夏場は顔中を蚊に刺されて出社してきていたのを思い出した。


「蚊が多くて眠れないので、昨晩は部屋中の隙間を

段ボールで塞ぐ作業をしていたので眠れなかった。」という話を

ボリボリと音を立てて、顔を掻きむしりながら話していた。


結局寝れてねえじゃねえかと私は内心思っていた。

寝るために始めた行為で結局寝れないという何とも哀れな男なのだ。



日本人教師をポコッと部分に住まわせるなんて、あの校長は何を考えているのだろうと

腹が立ったので、その男性教師に


「寝不足になると授業にも影響するから、もっと良い社宅に引っ越せるように校長へ交渉したらどうか」


と聞いたことがあったが、


「引越しをするほうがめんどくさいので良いです。」

と笑いながら答えた。


顔中蚊に刺されながら夜中に段ボールで家の隙間を塞いでいる方が死ぬほどめんどくさいだろと思った。

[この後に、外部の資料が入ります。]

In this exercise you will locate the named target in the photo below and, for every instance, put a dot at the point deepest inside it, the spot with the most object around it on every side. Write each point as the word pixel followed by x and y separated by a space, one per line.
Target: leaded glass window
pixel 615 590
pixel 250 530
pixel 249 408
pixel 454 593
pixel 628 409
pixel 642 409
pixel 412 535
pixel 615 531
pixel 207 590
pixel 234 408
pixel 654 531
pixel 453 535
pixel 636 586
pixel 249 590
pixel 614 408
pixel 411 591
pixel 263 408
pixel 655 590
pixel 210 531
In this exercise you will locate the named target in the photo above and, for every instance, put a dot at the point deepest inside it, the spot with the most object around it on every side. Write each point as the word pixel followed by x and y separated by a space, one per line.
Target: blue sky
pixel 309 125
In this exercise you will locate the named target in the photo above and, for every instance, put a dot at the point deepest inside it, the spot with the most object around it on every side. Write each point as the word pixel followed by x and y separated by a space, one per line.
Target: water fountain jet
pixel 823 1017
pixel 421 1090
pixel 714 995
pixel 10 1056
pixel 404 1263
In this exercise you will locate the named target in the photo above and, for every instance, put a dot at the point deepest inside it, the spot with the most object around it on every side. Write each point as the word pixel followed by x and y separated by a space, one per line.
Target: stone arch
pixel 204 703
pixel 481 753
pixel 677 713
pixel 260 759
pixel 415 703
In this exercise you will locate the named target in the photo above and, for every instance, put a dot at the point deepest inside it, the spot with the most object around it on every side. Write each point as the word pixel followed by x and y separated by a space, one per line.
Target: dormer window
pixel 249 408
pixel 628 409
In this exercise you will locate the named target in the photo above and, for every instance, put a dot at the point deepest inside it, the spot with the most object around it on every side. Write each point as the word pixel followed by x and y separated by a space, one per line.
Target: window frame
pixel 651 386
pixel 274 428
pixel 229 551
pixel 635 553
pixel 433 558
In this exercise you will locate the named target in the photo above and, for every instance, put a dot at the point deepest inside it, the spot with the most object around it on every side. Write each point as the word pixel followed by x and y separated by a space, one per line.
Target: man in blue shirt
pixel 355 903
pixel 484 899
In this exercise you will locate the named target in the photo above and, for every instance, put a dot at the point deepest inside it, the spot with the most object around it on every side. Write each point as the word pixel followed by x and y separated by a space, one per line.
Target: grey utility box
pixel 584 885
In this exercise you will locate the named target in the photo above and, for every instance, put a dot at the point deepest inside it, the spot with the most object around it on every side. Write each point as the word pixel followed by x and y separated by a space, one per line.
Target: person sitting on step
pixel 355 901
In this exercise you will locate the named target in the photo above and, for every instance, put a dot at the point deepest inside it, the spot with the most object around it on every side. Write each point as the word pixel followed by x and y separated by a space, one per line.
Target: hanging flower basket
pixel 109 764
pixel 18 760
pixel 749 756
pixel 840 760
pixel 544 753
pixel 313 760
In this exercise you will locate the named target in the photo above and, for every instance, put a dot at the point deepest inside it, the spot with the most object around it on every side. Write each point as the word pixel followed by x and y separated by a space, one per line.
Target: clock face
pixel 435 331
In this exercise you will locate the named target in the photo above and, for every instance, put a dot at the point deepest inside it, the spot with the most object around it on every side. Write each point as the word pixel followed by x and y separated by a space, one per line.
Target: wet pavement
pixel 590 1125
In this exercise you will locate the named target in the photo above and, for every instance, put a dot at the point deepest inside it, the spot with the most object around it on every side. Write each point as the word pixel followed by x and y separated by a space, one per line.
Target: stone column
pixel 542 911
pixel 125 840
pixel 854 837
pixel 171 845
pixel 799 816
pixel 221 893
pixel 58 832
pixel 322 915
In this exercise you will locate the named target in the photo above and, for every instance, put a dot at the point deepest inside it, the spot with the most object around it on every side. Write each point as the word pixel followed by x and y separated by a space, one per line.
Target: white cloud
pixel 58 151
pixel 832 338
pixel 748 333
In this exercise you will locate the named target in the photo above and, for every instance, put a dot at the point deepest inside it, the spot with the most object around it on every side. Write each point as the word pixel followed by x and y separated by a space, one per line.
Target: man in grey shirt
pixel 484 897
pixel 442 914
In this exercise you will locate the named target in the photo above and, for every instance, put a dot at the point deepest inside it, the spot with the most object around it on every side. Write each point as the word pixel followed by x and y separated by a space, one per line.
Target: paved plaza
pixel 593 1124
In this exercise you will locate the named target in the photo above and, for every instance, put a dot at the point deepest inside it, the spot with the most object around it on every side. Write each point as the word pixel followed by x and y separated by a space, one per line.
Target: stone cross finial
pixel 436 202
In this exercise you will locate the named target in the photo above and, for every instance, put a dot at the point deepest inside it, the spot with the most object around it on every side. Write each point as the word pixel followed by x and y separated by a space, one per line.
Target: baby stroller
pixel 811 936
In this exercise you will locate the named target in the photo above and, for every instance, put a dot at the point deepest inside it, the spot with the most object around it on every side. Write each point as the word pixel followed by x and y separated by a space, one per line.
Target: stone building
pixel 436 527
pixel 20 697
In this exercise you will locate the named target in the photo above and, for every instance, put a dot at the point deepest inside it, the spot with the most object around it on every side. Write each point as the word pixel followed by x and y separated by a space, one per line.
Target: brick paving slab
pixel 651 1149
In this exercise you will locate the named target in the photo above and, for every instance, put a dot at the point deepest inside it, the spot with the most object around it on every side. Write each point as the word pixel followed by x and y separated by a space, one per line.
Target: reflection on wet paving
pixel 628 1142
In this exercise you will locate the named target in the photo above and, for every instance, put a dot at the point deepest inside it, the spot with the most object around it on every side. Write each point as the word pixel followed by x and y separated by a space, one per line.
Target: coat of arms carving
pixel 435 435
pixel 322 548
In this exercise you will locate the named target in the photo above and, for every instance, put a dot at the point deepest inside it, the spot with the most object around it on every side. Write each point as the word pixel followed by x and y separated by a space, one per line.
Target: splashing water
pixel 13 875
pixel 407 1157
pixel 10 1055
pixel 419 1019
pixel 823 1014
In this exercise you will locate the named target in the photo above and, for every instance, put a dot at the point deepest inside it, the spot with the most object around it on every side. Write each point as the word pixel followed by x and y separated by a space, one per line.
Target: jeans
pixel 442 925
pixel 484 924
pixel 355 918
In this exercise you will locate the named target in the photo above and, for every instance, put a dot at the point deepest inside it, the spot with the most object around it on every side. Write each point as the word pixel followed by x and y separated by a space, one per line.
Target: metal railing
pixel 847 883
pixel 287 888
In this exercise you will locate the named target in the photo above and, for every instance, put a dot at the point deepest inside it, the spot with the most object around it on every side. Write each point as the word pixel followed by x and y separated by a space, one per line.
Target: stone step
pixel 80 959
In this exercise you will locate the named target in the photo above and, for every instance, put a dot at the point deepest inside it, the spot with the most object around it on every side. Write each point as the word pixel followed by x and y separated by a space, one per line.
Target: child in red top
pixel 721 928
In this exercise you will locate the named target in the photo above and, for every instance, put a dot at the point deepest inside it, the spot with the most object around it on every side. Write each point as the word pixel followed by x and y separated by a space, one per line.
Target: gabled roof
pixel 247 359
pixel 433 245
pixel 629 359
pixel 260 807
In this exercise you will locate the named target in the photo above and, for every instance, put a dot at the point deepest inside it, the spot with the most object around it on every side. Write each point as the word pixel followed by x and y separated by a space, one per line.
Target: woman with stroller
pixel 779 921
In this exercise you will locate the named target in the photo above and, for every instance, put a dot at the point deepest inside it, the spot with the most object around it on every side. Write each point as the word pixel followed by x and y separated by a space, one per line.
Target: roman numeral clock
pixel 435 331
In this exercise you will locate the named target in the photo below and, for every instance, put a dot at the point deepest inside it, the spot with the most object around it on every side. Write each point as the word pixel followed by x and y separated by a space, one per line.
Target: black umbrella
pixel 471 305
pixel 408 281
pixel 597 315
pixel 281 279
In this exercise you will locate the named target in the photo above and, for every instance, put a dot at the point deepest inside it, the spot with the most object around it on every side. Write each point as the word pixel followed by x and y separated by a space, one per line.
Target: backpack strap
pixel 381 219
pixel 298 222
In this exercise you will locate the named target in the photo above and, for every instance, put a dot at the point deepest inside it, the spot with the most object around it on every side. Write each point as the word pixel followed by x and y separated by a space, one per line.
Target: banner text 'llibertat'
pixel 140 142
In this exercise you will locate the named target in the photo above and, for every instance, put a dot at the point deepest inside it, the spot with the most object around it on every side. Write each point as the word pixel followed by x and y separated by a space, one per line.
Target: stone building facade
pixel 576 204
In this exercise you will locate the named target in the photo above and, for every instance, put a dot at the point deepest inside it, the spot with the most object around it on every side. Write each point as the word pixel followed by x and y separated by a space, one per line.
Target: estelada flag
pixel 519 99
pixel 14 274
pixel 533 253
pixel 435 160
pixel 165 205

しかし、この男からは一切の欲というものが感じられない仏陀の様なお人好しだったので、放って置くことにした。


この仏陀は本当にすばらしい人間だった。

仏陀の家が隙間だらけだと前述したが、私たちの働く学校も隙間だらけだった。


どうやって入ったのかは不明だが、冬の時期に

毎朝出社すると仏陀のパソコンの上で、猫が暖を取っている日が続いた。


仏陀は猫が退くまでずっと、紅茶を啜りながら微笑んで猫を見ていた。


インドでは猫は忌み嫌わている動物のため

インド人職員が出社すると大声を上げて猫を追い払った。


(目の前で猫が横切ったと大学生の生徒が泣いていたこともあるくらいだ)


仏陀はそれも微笑みながら見ていた。

「怒」という感情が欠如した、そういう男だった。




私はどうしても屋上のポコッと部分に住むのは嫌だった。

でも、同じくらい閲覧履歴を見られるのが嫌だった。


内覧翌日に仏陀と話しているときに、

「社宅のwifiを使うと閲覧履歴を校長に見られていることについてどう思うか」と聞いてみた。

仏陀は「見たいのなら見たらいいじゃないですか」と微笑みながら答えた。


40代の男なんて見られたくない閲覧履歴しか残っていない筈なのに

仏陀はやっぱり仏陀だった。




そして

「社宅のwifiは接続せず、自分の名義でwifiを契約したらどうですか?」と提案した。


なんでそんな簡単なことに今まで気付かなかったのだろうと、私は仏陀の教えに開眼した。